ミラン・フトゥーロは、ミランのプリマヴェーラで育った選手を中心に有望な若手を数多く擁しており、セリエCで経験を積むことを目的としていた。しかし、シーズン序盤から苦戦が続き、2月にはダニエレ・ボネーラ監督が解任され、後任としてマッシモ・オッドが就任。その後ある程度の立て直しを見せたが、最終的に残留には届かなかった。
ミラン・フトゥーロは弱かったのか
ミラン・フトゥーロの才能たちに力がなかったのかというと、それは疑問符が付く。4月にはセリエCグループB最終順位2位のテルナーナを下すなど、ポテンシャルの高さは示していた。
13日放送の『TMWラジオ』で、サンドロ・ポケーシは「ミラン・フトゥーロは選手起用の管理が不十分だった。交代が多く、不安定だった。正しいメンバーを起用できた試合では、強豪を下すこともあった。テルナーナに勝った試合を覚えている。こうしたプロジェクトには、より明確なルールが必要だ」と語っていた。
確かに今季のミラン・フトゥーロは、ベストメンバーを揃える機会が限られていた。アレックス・ヒメネスはシーズン途中からトップチームに定着したため仕方なかったとはいえ、フランチェスコ・カマルダはトップチームとの間を行き来していたものの、トップでの試合出場はほとんどなかった。セリエCのプレーオフおよびプレーアウトでは、同一シーズン中に25試合以上に登録されていない選手は出場できない規定があり、大一番でこの2人を起用できなかったのは大きな痛手だった。
『transfermarkt』によれば、ミラン・フトゥーロのチーム総市場価値は2185万ユーロで、セリエC内では群を抜いて高かった。
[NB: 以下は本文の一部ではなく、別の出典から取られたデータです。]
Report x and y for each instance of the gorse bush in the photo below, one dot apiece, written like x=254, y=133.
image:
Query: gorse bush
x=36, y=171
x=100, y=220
それでも降格を免れなかった背景には、こうした運用上の問題も影響していたと考えられる。
監督経験に乏しいボネーラの指揮も一因だったかもしれないが、起用可能なメンバーが常に入れ替わる状況では、チームとしての成熟度を高めることは難しく、経験豊富な相手に敗れるのも無理はなかった。
損失は1500万ユーロ以上
17日の『トゥットスポルト』によると、ミランはミラン・フトゥーロ発足と、冬の補強合わせて1500万〜2000万ユーロを投資した。育成に対する投資だとしても、セミプロであるセリエDに降格して、何人の選手が残るかは不透明で、再昇格への道のりは容易ではない。この責任を誰が取るのかというのも今後のテーマの一つだ。
『MilanNews』によれば、プレーアウト・セカンドレグの会場に姿を見せたクラブ幹部は、ミラン・フトゥーロのディレクターであるヨバン・キロフスキただ一人だった。一方でズラタン・イブラヒモビッチは、同日に行われたプリマヴェーラのジェノア戦を訪れていたという。
いくら名門クラブのセカンドチームで、多くの原石を抱えていたとしても、プロの舞台では才能だけで戦い抜くことはできない――その現実が浮き彫りになった。ミランはトップチームと同時に、セカンドチームの再構築も急務となりそうだ。
同じ街のライバルであるインテルは、今夏U-23チームの発足を予定している。宿敵の失敗を目の当たりにして、学ぶこともあったかもしれない。